Interestingly, moderate normobaric intermittent hypoxia (exposure to 10 cycle/day of 10% oxygen for 6 min for 21 days) showed improvement in the 3xTg-AD mouse model and was associated with increase in BDNF, erythropoietin (EPO) and improved spatial memory [92,93]. The exact mechanisms are still not known, but it is expected that HIF1a and the mitochondria are central in this process [94,95,96].

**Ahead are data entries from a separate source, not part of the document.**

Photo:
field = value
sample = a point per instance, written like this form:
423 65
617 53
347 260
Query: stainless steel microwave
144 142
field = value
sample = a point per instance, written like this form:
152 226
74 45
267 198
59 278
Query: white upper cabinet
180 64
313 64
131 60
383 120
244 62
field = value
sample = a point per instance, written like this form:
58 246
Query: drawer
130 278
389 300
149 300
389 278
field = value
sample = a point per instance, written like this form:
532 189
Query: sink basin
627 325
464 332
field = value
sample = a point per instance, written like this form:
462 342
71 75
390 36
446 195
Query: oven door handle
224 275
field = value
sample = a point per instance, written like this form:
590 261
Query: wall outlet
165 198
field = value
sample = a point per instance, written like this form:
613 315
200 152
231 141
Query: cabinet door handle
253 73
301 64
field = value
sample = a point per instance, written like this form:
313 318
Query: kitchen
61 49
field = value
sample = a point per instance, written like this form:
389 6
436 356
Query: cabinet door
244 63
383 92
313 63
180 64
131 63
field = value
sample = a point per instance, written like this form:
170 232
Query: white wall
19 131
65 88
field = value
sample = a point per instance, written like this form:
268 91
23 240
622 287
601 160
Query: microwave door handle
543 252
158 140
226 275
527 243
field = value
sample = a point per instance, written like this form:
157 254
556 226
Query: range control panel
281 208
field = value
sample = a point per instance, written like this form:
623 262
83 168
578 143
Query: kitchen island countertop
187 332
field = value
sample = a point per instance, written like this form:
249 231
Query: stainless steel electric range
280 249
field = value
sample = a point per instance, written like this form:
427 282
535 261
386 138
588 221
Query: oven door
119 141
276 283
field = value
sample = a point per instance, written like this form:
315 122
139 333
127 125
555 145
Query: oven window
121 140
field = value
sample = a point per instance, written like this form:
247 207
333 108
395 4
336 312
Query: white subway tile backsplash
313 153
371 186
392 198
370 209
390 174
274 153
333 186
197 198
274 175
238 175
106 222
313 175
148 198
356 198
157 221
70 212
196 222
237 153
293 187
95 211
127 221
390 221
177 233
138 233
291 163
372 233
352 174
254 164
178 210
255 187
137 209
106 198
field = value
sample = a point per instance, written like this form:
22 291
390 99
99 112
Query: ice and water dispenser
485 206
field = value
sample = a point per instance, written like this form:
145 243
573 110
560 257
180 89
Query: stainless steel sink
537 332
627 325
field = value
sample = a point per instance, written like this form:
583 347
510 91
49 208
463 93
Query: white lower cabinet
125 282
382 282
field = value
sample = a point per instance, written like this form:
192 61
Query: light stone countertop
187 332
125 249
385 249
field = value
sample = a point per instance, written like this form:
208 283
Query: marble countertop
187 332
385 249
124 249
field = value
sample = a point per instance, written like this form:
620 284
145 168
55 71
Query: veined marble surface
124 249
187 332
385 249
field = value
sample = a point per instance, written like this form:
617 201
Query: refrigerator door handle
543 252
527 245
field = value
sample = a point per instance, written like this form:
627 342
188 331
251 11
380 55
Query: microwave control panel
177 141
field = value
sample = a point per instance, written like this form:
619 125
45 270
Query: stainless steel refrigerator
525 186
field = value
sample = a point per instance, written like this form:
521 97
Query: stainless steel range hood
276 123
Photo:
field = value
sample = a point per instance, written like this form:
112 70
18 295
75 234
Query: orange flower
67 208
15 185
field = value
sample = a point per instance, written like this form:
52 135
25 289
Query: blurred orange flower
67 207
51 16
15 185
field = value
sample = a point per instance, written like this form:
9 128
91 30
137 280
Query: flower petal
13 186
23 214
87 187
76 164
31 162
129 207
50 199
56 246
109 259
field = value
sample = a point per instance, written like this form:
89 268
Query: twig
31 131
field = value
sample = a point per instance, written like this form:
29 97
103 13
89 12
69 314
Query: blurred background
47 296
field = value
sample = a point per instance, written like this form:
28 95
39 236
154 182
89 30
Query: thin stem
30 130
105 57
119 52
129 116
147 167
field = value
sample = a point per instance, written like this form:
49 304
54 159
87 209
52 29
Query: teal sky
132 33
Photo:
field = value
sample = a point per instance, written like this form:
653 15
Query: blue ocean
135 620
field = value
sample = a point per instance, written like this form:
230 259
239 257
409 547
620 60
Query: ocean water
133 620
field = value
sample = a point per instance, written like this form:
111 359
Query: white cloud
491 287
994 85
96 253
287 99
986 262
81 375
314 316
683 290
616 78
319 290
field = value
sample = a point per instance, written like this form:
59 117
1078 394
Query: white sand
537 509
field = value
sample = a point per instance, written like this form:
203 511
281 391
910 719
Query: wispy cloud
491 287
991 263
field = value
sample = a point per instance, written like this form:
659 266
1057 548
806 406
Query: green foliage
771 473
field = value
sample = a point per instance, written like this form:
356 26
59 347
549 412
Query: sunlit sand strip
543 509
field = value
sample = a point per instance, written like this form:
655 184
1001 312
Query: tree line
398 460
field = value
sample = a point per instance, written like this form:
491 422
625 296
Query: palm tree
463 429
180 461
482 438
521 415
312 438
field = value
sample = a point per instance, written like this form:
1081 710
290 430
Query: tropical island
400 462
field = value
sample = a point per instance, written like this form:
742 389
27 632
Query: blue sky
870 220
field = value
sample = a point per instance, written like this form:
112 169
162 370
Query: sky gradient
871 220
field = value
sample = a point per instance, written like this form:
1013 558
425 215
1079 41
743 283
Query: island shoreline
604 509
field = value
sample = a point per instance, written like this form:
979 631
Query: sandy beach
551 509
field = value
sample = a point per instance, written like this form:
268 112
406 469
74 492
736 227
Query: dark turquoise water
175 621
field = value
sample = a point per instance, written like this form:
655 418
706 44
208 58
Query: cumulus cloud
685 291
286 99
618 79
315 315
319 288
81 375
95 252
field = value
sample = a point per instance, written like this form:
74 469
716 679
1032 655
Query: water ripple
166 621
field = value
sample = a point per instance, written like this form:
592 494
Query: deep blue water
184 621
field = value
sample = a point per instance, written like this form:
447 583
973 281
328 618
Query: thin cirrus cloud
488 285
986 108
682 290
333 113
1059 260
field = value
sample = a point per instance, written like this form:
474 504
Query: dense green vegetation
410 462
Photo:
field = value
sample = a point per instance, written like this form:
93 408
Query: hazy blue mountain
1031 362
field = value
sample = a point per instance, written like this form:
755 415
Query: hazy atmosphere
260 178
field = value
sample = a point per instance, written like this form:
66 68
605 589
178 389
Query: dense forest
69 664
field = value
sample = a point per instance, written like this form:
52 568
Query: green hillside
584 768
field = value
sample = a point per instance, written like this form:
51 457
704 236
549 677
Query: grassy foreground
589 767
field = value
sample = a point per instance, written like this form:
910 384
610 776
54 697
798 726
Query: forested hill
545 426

It should be noted that changes in SIRT1 have also been detected during and following physical exercise [97]. Similar to HBOT, physical exercise increases the consumption of oxygen and leads to elevation of ROS. This is accompanied by elevation of antioxidant and oxidative damage repair mechanisms, including the thiol antioxidants glutathione and thioredoxin. The antioxidant activity compensates for the exercise-induced ROS production and is part of the cellular and physiological processes involved in exercise [97]. Interestingly, exercise restores the level of SIRT1 in patients with neurodegenerative diseases and attenuates the severity of these diseases [98]. More research aimed to understand the effects of intermittent HBOT, physical exercise and intermittent hypoxia will lead to better understanding of the mechanisms of action and advantages and may lead to synergistic treatments or improvement in performance of these treatments.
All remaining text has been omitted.